Ponctuer chacune d'elle en exigeant que vos enfants s'écrient en choeur "oui mon colonel".
Puis les sommer de déclamer immédiatement ladite phrase sous peine des pires tortures chatouillesques.
Les fous rire sont garantis mais pas l'endormissement qui s'ensuit.
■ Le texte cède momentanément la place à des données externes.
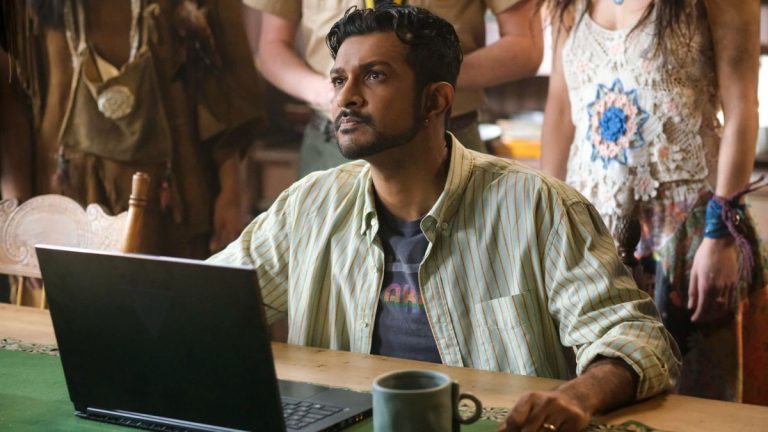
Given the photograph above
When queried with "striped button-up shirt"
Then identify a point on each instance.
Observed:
(519, 269)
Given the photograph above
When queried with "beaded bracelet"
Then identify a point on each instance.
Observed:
(725, 215)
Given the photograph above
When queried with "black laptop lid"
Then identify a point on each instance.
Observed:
(162, 336)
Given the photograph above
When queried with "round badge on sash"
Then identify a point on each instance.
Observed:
(115, 102)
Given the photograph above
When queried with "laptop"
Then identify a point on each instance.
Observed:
(173, 344)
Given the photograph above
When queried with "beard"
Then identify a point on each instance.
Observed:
(380, 141)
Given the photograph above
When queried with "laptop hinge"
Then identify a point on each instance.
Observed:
(150, 422)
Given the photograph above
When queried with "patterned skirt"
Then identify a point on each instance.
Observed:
(727, 359)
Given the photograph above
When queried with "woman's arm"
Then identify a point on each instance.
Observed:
(558, 129)
(517, 54)
(735, 33)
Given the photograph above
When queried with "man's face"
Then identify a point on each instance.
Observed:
(374, 105)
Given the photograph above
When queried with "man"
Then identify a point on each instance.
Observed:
(426, 250)
(289, 25)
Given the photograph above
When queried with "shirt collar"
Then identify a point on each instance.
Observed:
(460, 166)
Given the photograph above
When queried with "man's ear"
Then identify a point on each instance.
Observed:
(438, 99)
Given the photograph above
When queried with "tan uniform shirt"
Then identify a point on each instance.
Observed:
(317, 16)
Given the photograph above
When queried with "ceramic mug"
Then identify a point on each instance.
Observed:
(419, 401)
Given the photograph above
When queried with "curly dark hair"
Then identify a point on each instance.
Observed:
(434, 51)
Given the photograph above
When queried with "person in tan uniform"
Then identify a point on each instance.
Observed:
(292, 55)
(162, 86)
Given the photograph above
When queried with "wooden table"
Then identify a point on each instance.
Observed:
(356, 371)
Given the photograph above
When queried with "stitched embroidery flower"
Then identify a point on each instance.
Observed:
(615, 122)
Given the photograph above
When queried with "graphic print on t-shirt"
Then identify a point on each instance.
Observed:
(402, 328)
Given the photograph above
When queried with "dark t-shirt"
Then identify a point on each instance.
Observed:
(402, 329)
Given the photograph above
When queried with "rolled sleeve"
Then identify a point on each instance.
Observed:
(265, 245)
(600, 310)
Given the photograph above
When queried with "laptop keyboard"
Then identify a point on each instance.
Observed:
(299, 415)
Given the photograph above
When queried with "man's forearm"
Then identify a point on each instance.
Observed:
(606, 384)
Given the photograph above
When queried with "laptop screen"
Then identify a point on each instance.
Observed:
(163, 337)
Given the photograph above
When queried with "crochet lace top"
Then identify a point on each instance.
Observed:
(647, 134)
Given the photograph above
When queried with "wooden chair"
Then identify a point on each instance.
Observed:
(58, 220)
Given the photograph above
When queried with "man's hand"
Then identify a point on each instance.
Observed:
(543, 411)
(712, 292)
(605, 384)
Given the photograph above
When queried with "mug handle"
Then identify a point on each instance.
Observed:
(457, 398)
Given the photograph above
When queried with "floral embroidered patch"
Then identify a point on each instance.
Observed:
(615, 122)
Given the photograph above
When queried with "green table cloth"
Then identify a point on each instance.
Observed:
(33, 397)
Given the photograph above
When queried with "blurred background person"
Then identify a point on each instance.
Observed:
(167, 87)
(293, 57)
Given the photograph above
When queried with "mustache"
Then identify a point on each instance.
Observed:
(353, 115)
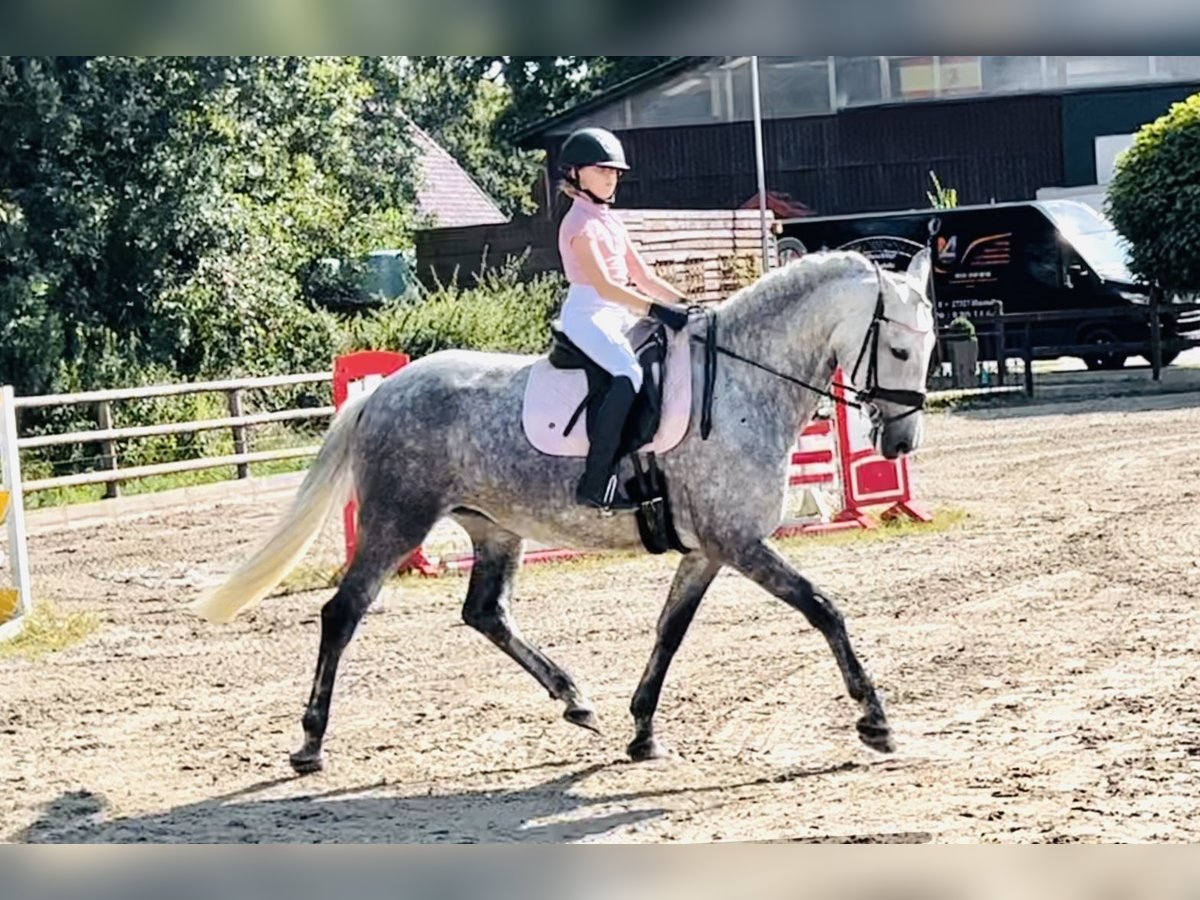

Maintenant qu'ils ont rejoint Morphée, je crois que je vais moi aussi aller retrouver le monde merveilleux de Claude Ponti.
Qui sait ? Peut-être que quelque part dans ce monde il existe un Tarquin de livres...




mardi 7 mars 2006


Ligne numéro quatre

Rentrer à point d'heure car ceux qui ont la moitié de mon âge et leur propre cheval de bataille se sont mis en travers de mon train.
Traverser une gare déserte où les lumières crues n'attirent plus l'œil sur des clinquantes richesses mais sur des rideaux de fer rouillés et des chochards transis.
Reprendre sa ligne de métro, celle qu'on a arpenté quand on avait 20 ans, le soir, la nuit,  le matin, celle qu'on connaissait si bien que selon ma destination, pour n'importe laquelle de ses stations et sans jamais me tromper je ne levais les yeux de mon livre qu'une fois la rame arrêtée.
Se souvenir que certains soirs de solitude je m'y jettais comme on prend la fuite pour aller rejoindre une librairie à l'autre bout de la ville qui m'offrirait de quoi tromper mon ennui.
Voir sa station à soi, celle des premiers amours, celle où l'on rejoignait l'appartement de l'un de ses premiers amants ; celle où plus tard et parfaitement fortuitement je louais au pied d'elle un minuscule appartement.
Y passer ses années d'étude et puis aussi l'année où l'on se décide à le partager avec celui dont on sait qu'il est l'homme de sa vie. Se souvenir des baisers qu'on échangeait sur le quai, des rires qu'on y a partaé, des regards où se lisait qu'on s'aimait.
Au terminus, songeuse et triste, la quitter à regret pour attraper son bus.
Découvrir que les chevaux de bataille se partagent à tout âge et que cet autobus ne partira point. Alors maugréant d'avoir troqué ce jour-là sa bicyclette pour un TGV, cheminer à pied mélangeant ses larmes à la pluie qui n'en finit plus de tomber.